A parte due vistosi serpentari dai grossi becchi, nessun altro animale si fece vedere nel letto del fiume. Forse l’ora era già tarda e quindi invitai il ragazzo a tornare indietro verso il Volkswagen. Emise un sospiro di sollievo e probabilmente pensò che fossi un po’ matto a camminare con quel caldo.- Cosa farai una volta arrivato ad Agordat? Io dovrò rimanere in ospedale per capire se potrò assumere l‘incarico o meno. Tuttavia c’è anche il caso che possa tornare ad Asmara in serata, se questo posto di medico non sia per me accettabile.- – Mi metterò a cercare la mia ragazza, il suo nuovo uomo e la loro piantagione e poi cercherò di improvvisare.– – Ti posso solo augurare una buona fortuna perché a mio parere ne hai proprio bisogno.-

Ad una svolta del fiume ci apparve il Maggiolino che non era solo, ma tre giovani uomini, vestiti con vecchie tute da meccanico, stavano cercando di vedere cosa c’era dentro l’auto, parando con le mani i raggi del sole che con i suoi riflessi impediva la visione dell’interno. Si ritrassero appena ci videro arrivare e aspettarono tranquilli che li raggiungessimo.

Erano tre ragazzi più o meno dell’età di Samuele a lui si rivolsero con una fitta serie di domande che io non capii e neppure compresi le risposte che diede loro il mio passeggero. Nella vettura non avevo nulla a parte la macchina fotografica, ma compresi che loro desideravano altre cose. Fu Samuel a chiarirmi che erano in cerca di armi e munizioni da portare ai ribelli del fronte di liberazione dove gli avrebbero accettati solo se mostravano di essere in grado di diventare aspiranti guerriglieri rimediando delle armi, ma non rimasero delusi quando si resero conto che nel Maggiolino non c’era nulla che potesse interessare; in compenso conoscevano il luogo dove si trovava la concessione del nuovo ragazzo della giovane asmarina.

Samuel non mi spiegò cosa gli avevano offerto i tre i giovani, ma dovevano avergli prospettato qualcosa dl allettante per fargli decidere così sui due piedi di seguirli: non persero tempo. Samuel mi strinse la mano esprimendo riconoscenza di tutto e fui certo che aveva compreso anche la sparizione della sua. Pure gli altri mi salutarono dandomi la mano e in un baleno sparirono tutti, nascosti dalla sterpaglia.

Ero di nuovo solo, ma lungi dal sentirmi abbandonato, riacquistai quel senso di sicurezza che avevo provato al momento della partenza e che si era sopito con l’incontro con Samuel.

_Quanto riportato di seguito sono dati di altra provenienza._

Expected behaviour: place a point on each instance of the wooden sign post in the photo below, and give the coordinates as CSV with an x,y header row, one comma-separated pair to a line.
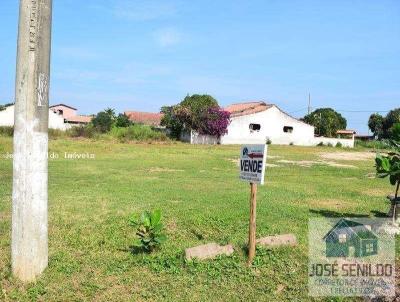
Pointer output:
x,y
252,169
29,236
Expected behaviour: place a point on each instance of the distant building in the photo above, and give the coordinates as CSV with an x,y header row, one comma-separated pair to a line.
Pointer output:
x,y
55,121
70,115
258,122
346,134
145,118
61,117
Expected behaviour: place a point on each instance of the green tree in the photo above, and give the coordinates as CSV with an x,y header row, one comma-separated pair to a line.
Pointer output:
x,y
375,124
104,120
395,132
122,121
188,114
193,108
392,118
171,122
326,121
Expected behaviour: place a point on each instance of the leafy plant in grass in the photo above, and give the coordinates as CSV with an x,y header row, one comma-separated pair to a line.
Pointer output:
x,y
389,166
150,231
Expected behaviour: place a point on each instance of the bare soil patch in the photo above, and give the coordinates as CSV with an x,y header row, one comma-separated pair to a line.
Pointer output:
x,y
348,155
328,204
310,163
158,169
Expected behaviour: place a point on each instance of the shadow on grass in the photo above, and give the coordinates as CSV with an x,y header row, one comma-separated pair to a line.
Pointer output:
x,y
380,214
135,250
329,213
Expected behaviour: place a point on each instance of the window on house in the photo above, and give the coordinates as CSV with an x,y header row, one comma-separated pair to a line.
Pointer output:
x,y
288,129
342,238
255,127
369,248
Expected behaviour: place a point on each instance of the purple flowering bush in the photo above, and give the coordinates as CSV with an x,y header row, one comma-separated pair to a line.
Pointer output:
x,y
215,121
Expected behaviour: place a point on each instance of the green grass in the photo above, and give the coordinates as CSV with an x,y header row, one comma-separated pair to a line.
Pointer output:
x,y
202,200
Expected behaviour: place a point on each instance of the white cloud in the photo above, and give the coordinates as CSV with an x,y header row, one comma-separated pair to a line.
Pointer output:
x,y
144,10
76,52
167,37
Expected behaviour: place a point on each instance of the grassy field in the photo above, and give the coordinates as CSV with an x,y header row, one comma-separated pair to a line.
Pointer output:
x,y
202,200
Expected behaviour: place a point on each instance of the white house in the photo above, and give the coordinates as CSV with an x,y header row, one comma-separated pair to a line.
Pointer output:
x,y
70,115
55,120
258,123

Dopo di allora mi capitò spesso di andare in giro da solo per l’Eritrea, anche durante i lunghi anni di guerra. Accoglievo l’invito a dormire nelle capanne degli indigeni o in aperta campagna attorno a un fuoco nella zeriba di qualche pastore. Se la situazione militare era tranquilla, talvolta, lasciata l’auto in un centro abitato, proseguivo a piedi tornando poi indietro prima di notte.

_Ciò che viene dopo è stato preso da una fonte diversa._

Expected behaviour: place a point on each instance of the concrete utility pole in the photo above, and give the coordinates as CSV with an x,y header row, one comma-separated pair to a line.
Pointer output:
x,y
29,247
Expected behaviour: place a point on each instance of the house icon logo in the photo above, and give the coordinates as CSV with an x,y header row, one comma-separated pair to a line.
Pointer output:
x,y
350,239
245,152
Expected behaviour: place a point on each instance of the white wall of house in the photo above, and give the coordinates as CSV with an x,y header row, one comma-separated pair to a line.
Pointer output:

Se transitavo attraverso qualche missione, di solito accettavo la loro ospitalità per un paio di giorni fornendo in cambio un aiuto medico per suggerire diagnosi e terapie o interventi particolarmente seri.

Vivevo un’esaltazione,forse esagerata, ma adoravo quegli eccessi. Andando in giro da solo, godevo ancora lo stato di piacevole solitudine e mi saturavo di quelle sensazioni di forza e di sicurezza, malgrado l’aria densa di tensione che si respirava in quei momenti in Eritrea; dal 1965 al 1968, vale a dire da 25 ai 28 anni, ero al culmine della mia giovinezza, pieno di salute e pervaso dall’onnipotenza dell’incosciente che mostra in momenti critici spavalda temerarietà senza un moto di paura.

Negli anni successivi ho continuato a tornare molto spesso in Eritrea, ma mi spostavo sempre in compagnia e non sono più stato preda del desiderio di andare in giro da solo, ma anzi mi sceglievo con cura le compagnie. Se oggi ripenso a quelle mie particolari gite in solitario, sono preso da un timore retrospettivo senza mai riuscire a ripristinare quella particolare condizione di esaltazione mentale della quale ero stato preda, e che mi aveva permesso di vivere momenti esaltanti di cui ho sempre mantenuto un piacevole ricordo.